Dica de filme - Histórias cruzadas (The help)


Prof. Pablo Michel Magalhães
Redação d'O Historiante

Não sou daqueles que acreditam que a história se repete, de forma cíclica e uniforme. Somos todos responsáveis pela sociedade que construímos, e a cada dia escrevemos a história. Dessa forma, ainda que os costumes e as tradições influenciem nosso cotidiano, nossas decisões são únicas, e contribuem para a construção do nosso presente. Para clarear: os erros que acontecem hoje, em nossa sociedade, não são naturais, ou obviamente teriam que acontecer, porque tudo se repete. Eles acontecem por uma escolha nossa, contemporâneos. Em suma, podemos e devemos dar um basta em atitudes e ações negativas, praticadas ainda hoje.


Dito isto, findemos o prelúdio para ir às vias de fato. É revoltante notar que, ainda hoje, cultivamos as mais variadas formas de preconceito. Felicianos e Malafaias disseminam, em suas palavras de ordem, o ódio contra aqueles que consideram diferentes. Como se não bastasse, vemos reverberar em redes sociais os mais deploráveis comentários racistas, como o postado recentemente pela jornalista Micheline Borges. Teriam os médicos uma cara específica? O médico da tal Micheline é, via de regra, branco, louro, tem olhos claros, vive em condomínio de luxo e se "impõe pela aparência". Vindo de uma sociedade segregacionista como a nossa, não é de se admirar: a saúde é um artigo de luxo, e só os ricos e bem nascidos têm direito a ela.

Enfim, foi com a cabeça fervilhando sobre isto que assisti ao filme "Histórias Cruzadas" (The Help), dirigido e roteirizado por Tate Taylor, com Emma Stone, Viola Davis e elenco de peso. O mote principal da película é a relação entre empregadas domésticas e suas patroas, no estado do Mississipi, EUA, em 1962. Com uma abordagem sutil, mas sem perder a criticidade, bastante aguçada, o diretor retrata a tensa conexão, por meio do trabalho, entre as mulheres negras que trabalham como cozinheiras, babás, faxineiras, e as famílias brancas de classe média alta.
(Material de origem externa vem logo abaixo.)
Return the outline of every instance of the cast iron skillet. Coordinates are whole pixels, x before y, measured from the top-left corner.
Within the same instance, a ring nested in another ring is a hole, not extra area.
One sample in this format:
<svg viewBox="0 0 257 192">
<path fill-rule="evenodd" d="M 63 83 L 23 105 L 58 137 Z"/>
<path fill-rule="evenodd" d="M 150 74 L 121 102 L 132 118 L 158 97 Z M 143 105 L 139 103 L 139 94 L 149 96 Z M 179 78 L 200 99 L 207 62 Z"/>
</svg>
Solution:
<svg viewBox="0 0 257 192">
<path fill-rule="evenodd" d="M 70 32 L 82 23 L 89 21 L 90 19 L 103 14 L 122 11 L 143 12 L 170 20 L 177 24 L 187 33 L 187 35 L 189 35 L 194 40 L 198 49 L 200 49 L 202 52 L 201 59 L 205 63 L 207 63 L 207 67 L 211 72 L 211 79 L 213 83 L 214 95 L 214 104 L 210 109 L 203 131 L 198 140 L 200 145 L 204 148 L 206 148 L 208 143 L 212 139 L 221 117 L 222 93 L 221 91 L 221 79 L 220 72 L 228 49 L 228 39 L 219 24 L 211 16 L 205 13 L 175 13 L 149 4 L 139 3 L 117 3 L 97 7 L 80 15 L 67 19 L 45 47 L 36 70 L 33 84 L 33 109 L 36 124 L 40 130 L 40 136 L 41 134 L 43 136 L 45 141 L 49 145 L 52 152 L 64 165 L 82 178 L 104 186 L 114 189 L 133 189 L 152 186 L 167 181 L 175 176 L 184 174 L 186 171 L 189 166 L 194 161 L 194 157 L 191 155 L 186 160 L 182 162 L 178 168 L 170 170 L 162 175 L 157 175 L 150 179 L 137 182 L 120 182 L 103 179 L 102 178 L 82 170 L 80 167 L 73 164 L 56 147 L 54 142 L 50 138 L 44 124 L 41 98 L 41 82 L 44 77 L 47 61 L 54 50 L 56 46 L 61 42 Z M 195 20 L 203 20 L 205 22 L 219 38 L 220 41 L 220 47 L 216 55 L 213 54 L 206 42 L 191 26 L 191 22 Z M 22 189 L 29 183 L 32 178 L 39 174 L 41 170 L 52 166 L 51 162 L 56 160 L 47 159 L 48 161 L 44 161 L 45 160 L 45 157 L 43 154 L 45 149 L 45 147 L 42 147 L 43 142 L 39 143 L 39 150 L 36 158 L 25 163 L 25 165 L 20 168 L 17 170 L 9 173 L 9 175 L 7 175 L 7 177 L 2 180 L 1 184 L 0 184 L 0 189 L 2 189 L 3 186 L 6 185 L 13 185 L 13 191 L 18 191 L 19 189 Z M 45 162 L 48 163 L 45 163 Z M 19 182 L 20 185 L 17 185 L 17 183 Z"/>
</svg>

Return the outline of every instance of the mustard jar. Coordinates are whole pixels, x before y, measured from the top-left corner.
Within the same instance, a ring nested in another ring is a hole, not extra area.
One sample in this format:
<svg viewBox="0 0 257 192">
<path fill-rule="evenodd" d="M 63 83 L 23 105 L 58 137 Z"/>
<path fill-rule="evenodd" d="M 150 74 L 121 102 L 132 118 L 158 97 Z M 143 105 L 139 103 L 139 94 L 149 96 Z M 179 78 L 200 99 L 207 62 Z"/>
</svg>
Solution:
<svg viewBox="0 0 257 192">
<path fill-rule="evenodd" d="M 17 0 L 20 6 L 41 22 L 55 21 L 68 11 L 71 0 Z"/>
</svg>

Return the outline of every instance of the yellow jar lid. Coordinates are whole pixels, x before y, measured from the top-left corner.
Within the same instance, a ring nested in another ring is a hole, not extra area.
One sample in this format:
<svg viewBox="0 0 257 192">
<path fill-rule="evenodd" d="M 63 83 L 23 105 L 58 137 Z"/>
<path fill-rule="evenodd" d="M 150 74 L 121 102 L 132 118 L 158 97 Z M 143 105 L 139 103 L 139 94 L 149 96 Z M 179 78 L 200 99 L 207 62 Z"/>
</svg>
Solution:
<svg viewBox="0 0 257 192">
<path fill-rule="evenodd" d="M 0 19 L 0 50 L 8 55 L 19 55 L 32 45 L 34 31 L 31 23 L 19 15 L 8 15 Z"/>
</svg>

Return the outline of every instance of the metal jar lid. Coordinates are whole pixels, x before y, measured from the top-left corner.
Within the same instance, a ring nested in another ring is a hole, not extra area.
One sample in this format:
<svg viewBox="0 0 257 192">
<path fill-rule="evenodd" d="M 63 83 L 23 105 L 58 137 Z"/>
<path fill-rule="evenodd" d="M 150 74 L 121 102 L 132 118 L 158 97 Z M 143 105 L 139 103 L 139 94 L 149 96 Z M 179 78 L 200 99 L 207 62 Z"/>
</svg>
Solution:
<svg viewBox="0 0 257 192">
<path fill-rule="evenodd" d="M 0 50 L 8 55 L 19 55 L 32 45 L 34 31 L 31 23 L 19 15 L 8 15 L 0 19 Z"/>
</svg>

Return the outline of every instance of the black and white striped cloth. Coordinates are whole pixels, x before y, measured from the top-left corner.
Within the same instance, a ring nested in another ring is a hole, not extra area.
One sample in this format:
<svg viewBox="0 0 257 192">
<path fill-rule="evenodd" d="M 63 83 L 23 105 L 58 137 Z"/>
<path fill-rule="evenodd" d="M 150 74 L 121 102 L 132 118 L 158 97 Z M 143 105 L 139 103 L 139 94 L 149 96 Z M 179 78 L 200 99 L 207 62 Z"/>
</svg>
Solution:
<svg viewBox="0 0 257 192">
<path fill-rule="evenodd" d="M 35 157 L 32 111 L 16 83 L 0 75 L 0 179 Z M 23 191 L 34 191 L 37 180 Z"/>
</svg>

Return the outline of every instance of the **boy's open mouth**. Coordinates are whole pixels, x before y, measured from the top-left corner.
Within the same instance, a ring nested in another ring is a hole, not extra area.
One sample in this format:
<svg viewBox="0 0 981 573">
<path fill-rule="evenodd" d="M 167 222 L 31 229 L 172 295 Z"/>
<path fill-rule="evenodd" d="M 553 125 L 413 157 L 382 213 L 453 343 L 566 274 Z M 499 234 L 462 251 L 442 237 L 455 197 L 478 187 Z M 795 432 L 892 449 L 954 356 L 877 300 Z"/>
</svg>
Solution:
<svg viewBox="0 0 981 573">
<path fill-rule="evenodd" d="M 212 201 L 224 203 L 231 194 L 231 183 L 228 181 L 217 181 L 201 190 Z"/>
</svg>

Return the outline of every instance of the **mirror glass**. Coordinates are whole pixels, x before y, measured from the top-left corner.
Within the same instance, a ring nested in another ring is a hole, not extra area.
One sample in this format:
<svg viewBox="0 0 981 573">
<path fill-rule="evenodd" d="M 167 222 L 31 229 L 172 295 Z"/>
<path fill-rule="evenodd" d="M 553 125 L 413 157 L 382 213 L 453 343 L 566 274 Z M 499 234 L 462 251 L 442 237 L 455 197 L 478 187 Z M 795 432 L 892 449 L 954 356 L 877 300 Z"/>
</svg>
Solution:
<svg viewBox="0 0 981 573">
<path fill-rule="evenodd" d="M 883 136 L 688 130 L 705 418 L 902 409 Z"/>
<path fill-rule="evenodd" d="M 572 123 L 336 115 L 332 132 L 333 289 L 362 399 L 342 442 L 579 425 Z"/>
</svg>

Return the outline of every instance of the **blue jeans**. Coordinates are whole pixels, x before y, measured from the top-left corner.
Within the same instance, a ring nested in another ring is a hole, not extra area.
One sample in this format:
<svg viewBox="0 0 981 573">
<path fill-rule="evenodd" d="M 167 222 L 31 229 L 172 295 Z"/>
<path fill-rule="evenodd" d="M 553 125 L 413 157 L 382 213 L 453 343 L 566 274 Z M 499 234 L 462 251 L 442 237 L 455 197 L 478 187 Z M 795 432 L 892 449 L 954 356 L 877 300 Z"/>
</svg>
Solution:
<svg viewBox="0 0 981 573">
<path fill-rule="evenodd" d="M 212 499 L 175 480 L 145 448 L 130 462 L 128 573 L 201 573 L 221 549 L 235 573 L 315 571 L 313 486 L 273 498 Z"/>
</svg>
Não raro, ao longo do filme, somos inseridos no contexto histórico americano das lutas raciais: a tv e o rádio noticiam as tensões constantemente. Além deste recurso, o diretor Taylor utiliza-se de cenas bastante emblemáticas: a personagem Minny, por exemplo, é proibida de utilizar o banheiro da casa dos patrões, tendo de fazer as necessidades do lado de fora, em uma banheiro improvisado separado; Abeelin, outra empregada, recebe ordens simultâneas do patrão e da patroa, e precisa dar conta de tudo, sem reclamar; o aparente sadismo da personagem Hilly, líder das demais donas de casa, ao lidar com suas empregadas, tratando-as quase como escravas. Os exemplos abordados na película são dos mais variados.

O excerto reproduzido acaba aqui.